На очередном осмотре свечи вывернули и разложили на ветоши, все до одной. Мы уже видели такую раскладку после полёта Мещерякова, и потому люди у стола заговорили раньше, чем механик закончил. Один сказал, что мотор опять подвёл. Второй спросил, сколько теперь простоим.
Механик раскрыл тетрадь. Нашёл запись Бакулина, приложил к краю страницы палец, потом вернулся к свечам.
— Мотор работал столько, сколько здесь написано. — Механик не поднял головы. — Про остальное я ещё ничего не знаю.
До поломки он говорил иначе: плохая свеча, плохой мотор, менять. Теперь между свечой и мотором лежали четыре строки чужого доклада, и одним словом закрыть всё сразу уже не получалось.
Он заменил то, что счёл нужным, и закрыл тетрадь.
Двадцать восьмого старшина принял аттестаты на одиннадцать человек, ничего по этому поводу не сказал и ушёл.
Двадцать восьмого ко мне пришёл Мещеряков и спросил то, о чём я потом думал год.
Спросил он не про режим и не про счёт.
— Товарищ лейтенант. Вот вы всё пишете, чтоб проверяемо. А чем проверить, что человек не струсит?
Я ответил, что это не проверяется.
— Значит, в вашей бумаге этого нет.
— Нет.
— А это главное, — сказал Мещеряков. — Всё остальное — это когда уже не струсил.
Он сказал это спокойно и не в укор, и ушёл, и я остался сидеть.
Возразить ему я мог только одним, и возражение было слабое: если человек знает порядок руками, ему на одну причину для страха меньше.
Я это потом и написал, тремя строками, и три эти строки — единственное в моих листах, что писалось не от наблюдения, а от разговора.
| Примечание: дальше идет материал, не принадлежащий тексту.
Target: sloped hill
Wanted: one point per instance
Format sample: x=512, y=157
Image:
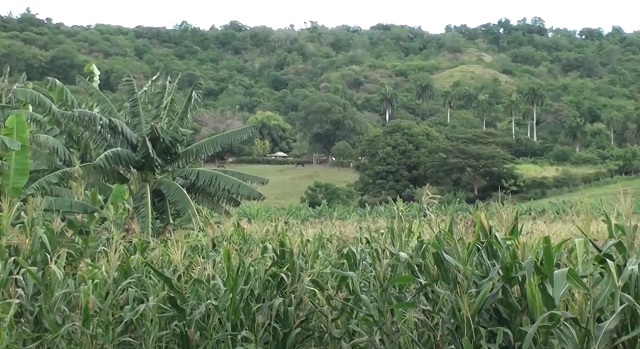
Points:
x=469, y=73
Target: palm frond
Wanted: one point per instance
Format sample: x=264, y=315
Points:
x=184, y=117
x=178, y=198
x=37, y=100
x=136, y=115
x=59, y=192
x=66, y=205
x=52, y=146
x=37, y=121
x=245, y=177
x=8, y=144
x=167, y=104
x=214, y=182
x=212, y=145
x=105, y=107
x=60, y=94
x=56, y=179
x=143, y=208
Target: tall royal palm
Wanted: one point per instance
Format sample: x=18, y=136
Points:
x=535, y=97
x=153, y=158
x=388, y=98
x=513, y=107
x=575, y=131
x=425, y=89
x=448, y=101
x=484, y=108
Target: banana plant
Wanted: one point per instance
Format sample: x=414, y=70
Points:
x=15, y=163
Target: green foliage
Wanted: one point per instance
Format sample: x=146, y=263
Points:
x=396, y=161
x=482, y=287
x=273, y=129
x=343, y=151
x=252, y=160
x=328, y=194
x=15, y=163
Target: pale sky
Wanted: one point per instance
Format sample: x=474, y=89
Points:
x=433, y=16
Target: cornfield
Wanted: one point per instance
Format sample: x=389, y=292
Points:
x=398, y=279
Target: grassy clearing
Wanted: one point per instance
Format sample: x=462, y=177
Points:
x=628, y=188
x=534, y=170
x=465, y=72
x=288, y=183
x=401, y=281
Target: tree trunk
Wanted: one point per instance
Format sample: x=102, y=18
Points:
x=535, y=128
x=611, y=132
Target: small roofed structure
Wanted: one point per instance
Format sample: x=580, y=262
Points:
x=278, y=155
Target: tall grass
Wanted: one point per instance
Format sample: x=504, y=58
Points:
x=472, y=280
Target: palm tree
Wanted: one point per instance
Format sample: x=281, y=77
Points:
x=388, y=98
x=575, y=131
x=484, y=107
x=425, y=89
x=513, y=107
x=448, y=100
x=614, y=123
x=153, y=158
x=535, y=97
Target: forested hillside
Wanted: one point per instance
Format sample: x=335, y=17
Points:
x=585, y=74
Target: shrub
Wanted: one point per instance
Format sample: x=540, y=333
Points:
x=252, y=160
x=328, y=194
Свои пять минут я получил тридцатого июня, в последний день, когда машина ещё была наша: в пятом часу, на согласованный с Рудневым простой полёт по кругу без единой фигуры, потому что моя же первая строка запрещала лётчику брать в первом вылете то, чего он не отработал на земле.
Мотор за закрытыми воротами мне впервые достался на слух в марте, из коридора, и тогда он был ниже и гуще всего, что я знал. Теперь он был подо мной, и звук пришёл через сиденье и через кости, минуя уши, и оказалось, что снаружи слышно только половину.
Всё, что я знал про эту машину наперёд, кончилось на разбеге.
Пошла она тяжелее, чем я ждал, и повело её не туда, куда я приготовился ловить: я держал правую ногу, а держать надо было не столько, и на второй трети полосы до меня дошло, что правлю я не машину, а собственное о ней представление. Оторвалась она сама, раньше, чем я решил её отрывать.
Обзор вперёд-вниз стал хуже — это я записал ещё в марте, стоя у ворот, и записал правильно; только в марте это были три слова, а теперь это означало, что на выравнивании начала полосы я не увижу и должен буду взять его боковым зрением и запомнить.